We have three nurses with specialist training in asthma and COPD (pulmonary). We have three nurses with specialist training in diabetes. We have invested in these services out of our own pockets.

We have one doctor working as a clinical assistant in the Chest Clinic; one doctor with a specialist diploma in palliative care. We have one with specialist training in drug and alcohol problems, two providing a specialist diabetic service and two providing in-house minor surgery. We have two post-graduate trainers and two under-graduate trainers. We have a practice manager. We have one doctor who sits on the national councils of both the BMA and the RCGP.

I could go on but you get the drift. What we have here is a situation which is unfair and inequitable and which effectively punishes our practice financially for being busier and having more demands and providing a higher level of service than we need to. It’s a situation which is simply not sustainable. It’s also one of the consequences of the new contract of 2004.

In contrast, our neighbouring practices have no hospital to run, no nursing homes to visit, no branch surgeries to cover and no post-graduate training to provide. Yet they earn as much as we do. Fair? I don’t think so.

And what about other practices in rural areas – the single-handed ones, for example, that cannot possibly provide the range and depth of service and experience that a practice like ours can provide to our patients.
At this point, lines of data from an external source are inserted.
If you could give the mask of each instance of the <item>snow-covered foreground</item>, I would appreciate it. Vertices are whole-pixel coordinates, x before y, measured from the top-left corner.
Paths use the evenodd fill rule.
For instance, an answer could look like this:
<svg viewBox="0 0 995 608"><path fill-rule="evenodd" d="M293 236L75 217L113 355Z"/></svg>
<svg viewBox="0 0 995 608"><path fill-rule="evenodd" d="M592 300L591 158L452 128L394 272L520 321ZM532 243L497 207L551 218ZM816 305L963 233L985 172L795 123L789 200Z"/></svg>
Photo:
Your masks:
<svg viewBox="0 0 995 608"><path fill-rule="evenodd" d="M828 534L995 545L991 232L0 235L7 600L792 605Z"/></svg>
How is that fair to the patients of those practices?

Why are we not pushing for recognised and accredited minimum standard service levels in primary care throughout Scotland ? Why not considering the amalgamation of practices in rural areas to ensure that all services are available to everyone?

Aspects of the current GP contract are now being used by health boards to claw back money from practices by capping what they will pay out for some services so that any work done above and beyond as part of an enhanced service is simply unpaid work, but not work we can easily stop doing because it cannot be fair that some members of a particular patient group get an enhanced service while others don’t because our payment cap has been reached.
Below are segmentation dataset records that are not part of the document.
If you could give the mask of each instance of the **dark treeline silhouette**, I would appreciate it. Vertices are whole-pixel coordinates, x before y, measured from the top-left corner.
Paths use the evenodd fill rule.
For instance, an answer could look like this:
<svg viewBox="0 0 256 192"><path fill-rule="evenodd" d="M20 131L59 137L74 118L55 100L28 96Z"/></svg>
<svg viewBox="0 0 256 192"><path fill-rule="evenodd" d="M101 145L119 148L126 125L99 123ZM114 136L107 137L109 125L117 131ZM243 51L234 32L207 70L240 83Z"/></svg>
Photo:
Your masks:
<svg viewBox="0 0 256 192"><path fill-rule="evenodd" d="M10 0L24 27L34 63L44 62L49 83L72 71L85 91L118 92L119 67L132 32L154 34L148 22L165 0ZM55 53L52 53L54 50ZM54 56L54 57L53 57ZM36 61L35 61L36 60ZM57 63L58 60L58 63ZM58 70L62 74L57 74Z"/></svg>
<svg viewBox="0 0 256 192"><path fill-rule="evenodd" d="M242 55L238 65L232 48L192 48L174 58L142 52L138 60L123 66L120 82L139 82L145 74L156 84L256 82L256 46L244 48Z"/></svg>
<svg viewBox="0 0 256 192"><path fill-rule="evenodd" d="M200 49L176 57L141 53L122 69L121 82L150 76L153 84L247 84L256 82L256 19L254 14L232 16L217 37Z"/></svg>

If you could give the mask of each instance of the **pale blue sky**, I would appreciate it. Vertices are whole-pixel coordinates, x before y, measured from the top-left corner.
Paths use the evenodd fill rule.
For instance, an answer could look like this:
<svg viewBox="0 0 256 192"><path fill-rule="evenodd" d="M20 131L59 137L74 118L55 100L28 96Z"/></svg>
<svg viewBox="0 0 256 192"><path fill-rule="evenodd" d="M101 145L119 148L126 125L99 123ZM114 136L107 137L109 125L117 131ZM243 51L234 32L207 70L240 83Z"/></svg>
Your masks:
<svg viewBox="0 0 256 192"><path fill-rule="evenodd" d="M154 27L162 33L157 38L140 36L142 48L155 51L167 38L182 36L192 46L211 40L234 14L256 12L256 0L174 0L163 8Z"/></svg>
It is my view that 2004 GP contract has had a particularly detrimental effect on rural practices like ours (the very same practices which, of course, find it hardest to recruit). But I sense no real enthusiasm from anywhere to even recognise, let alone deal with, the specific inequities that we face in a society with more generalised serious social issues.

Are the politicians dealing with it? Of course they must have the ultimate say but we have left them to deal with it for the last 100 years in the UK and they have failed to do so. The gap between rich and poor is worse than it has ever been. We have food banks in every town and village (we have three on Skye – an island with a population of only 11,000!). We have growing child poverty levels such that in Scotland more than one fifth of all children grow up in poverty. And we have growing in-work poverty as highlighted by the Joseph Rowntree Foundation due to reduced working hours, low wages and zero hours contracts.
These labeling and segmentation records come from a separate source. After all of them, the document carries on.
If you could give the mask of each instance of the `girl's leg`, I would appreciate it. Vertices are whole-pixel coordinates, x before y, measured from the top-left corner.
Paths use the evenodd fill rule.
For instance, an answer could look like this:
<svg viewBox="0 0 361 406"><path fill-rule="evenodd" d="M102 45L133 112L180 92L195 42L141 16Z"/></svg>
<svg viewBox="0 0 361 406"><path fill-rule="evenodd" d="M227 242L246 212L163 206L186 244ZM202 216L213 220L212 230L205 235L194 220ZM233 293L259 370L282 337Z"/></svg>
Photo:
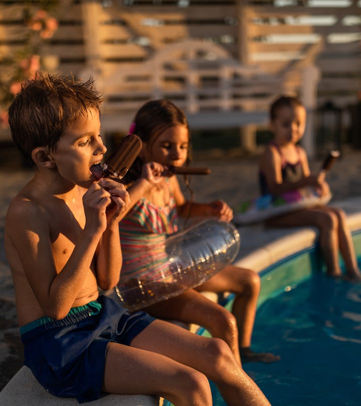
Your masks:
<svg viewBox="0 0 361 406"><path fill-rule="evenodd" d="M279 359L272 354L256 353L250 349L261 289L258 274L250 269L229 265L196 289L200 291L231 292L236 295L232 313L237 320L241 357L244 362L272 362Z"/></svg>
<svg viewBox="0 0 361 406"><path fill-rule="evenodd" d="M236 318L227 309L190 289L182 294L143 309L154 317L174 319L202 326L212 337L229 345L240 364L238 330Z"/></svg>
<svg viewBox="0 0 361 406"><path fill-rule="evenodd" d="M216 383L230 406L269 406L261 390L242 369L223 340L202 337L167 322L156 320L135 337L131 345L162 354L204 374ZM161 370L161 365L153 366L152 373L156 373L158 368ZM168 380L177 379L176 373L173 372ZM183 404L174 403L176 406ZM198 403L188 403L192 404Z"/></svg>
<svg viewBox="0 0 361 406"><path fill-rule="evenodd" d="M339 249L344 261L347 274L351 280L360 281L361 274L356 259L351 233L347 224L346 215L343 210L338 208L326 207L326 209L334 213L337 217Z"/></svg>
<svg viewBox="0 0 361 406"><path fill-rule="evenodd" d="M338 277L341 275L338 263L338 219L337 216L325 209L325 206L298 210L268 220L268 226L276 227L317 227L319 241L327 274Z"/></svg>

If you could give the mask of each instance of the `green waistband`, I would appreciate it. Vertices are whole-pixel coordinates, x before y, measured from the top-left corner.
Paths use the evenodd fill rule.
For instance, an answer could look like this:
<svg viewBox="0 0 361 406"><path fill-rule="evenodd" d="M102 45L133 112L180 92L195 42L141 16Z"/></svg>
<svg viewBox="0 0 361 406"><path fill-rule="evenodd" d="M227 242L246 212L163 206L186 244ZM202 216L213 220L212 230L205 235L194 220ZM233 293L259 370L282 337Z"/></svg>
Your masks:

I have always seen my role as a GP / family doctor as an advocate for my patients. This means, in my view, taking a political stance on those issues which have a directly negative impact on their health and well-being. Throughout the history of health care in Britain, stretching back to the days of Martin Martin or the Beatons of Herbusta, change and improvement has been achieved through family doctors being overtly political.

And remember that if it wasn’t for the overtly political agitation of Dr Lachlan Grant of Ballachulish in 1912 we might not have had an NHS at all.